“But in spite of everything, we’re always going to feel a bit lost. it’s [art of growing up that no one ever tells you about.“
**I received this ARC from NetGalley in exchange for an honest review**
Between Everything and Us is the first book by Rebecca Paula I’ve read. I really enjoyed her writing style, and the characters she created in the book. Mati and Beau’s story was one filled with a lot of pain and struggle, but it was very real and not shiny and glossy, as is the tendency with many romance novels.
“Mati is a someday-girl, the one you’re supposed to meet later when you’re less of a prick and have your shit together.”

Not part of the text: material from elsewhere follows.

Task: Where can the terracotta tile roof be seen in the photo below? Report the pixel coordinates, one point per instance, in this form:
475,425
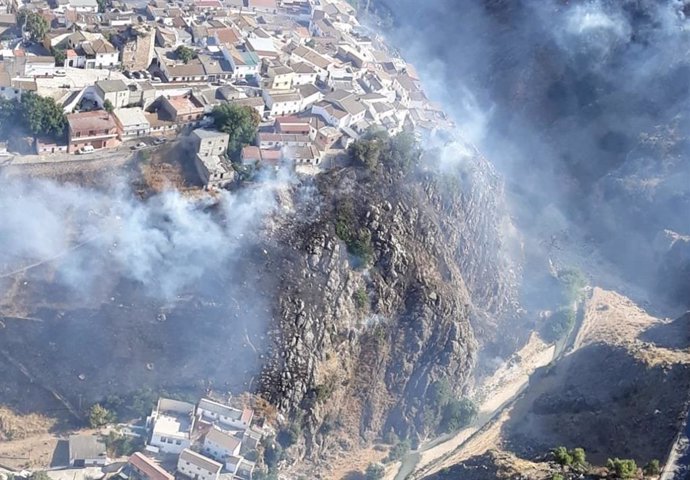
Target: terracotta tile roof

Matisse (Mati) is a talented artist who failed out of a prestigious art school in Chicago after getting “distracted” by the big city. She is trying to get her life back together while working at a coffee shop and attending classes at Sutton College in Portland, Oregon. Beau sees her as someone who has everything going for her, and thinks she has everything under control, but in truth, her life is quickly falling apart. I relate a lot to Mati. I know that lost feeling that can tend to overwhelm college students. Sometimes it’s hard to figure out what you truly want to do with your life. Additionally, your twenties are an extremely tumultuous time, full of a lot of change, and sometimes it’s just to much. Mati is a really good depiction of that. However, she’s still inspiring in that she never loses her inner brightness, something that only artists possess. She’s busy struggling to pay rent and please her overbearing parents, and the last thing she needs is a hot, tattooed bad-boy roommate complicating things. That’s where Beau comes in.
“Beau never stays within the lines. …He moves through Portland as if it’s his city… he’s that drop of water that runs and seeps into the paper, smearing the other watercolors until they’ve run wild as well.”
Beau is a former hockey player with a big secret. He received a life changing medical diagnosis, and ever since then his life has been tipped upside-down. He seems to have given up on life and a future, and feels he doesn’t deserve someone like Mati, and as a result tries to resist his feelings for her. I wasn’t a big fan of Beau’s at first, but he slowly grew on me. As he began to accept his diagnosis and turn his life around, his character became much more likable.
“It’s frustrating to balance on this thin line between us.”
Mati and Beau’s relationship was filled with a lot of angst and pain. Neither of them was really in a good place for a relationship, yet somehow by forming one together, they pulled themselves out of their respective darknesses. Once Beau really lets Mati in, the story shifts. I think they had amazing chemistry, and their banter was fun to read. Their push-pull relationship was frustrating at times, but fit perfectly with the story line.
Overall, I really enjoyed this story. There were times it got so chaotic and the characters were filled with so much turmoil and pain that it got hard to read, but in general it was a beautiful coming of age story. They really figure out what they want to with their lives by the end, which is something every twenty-something wants to happen to them. I would definitely recommend this book, and I can’t wait to read Reagan and Noah’s story!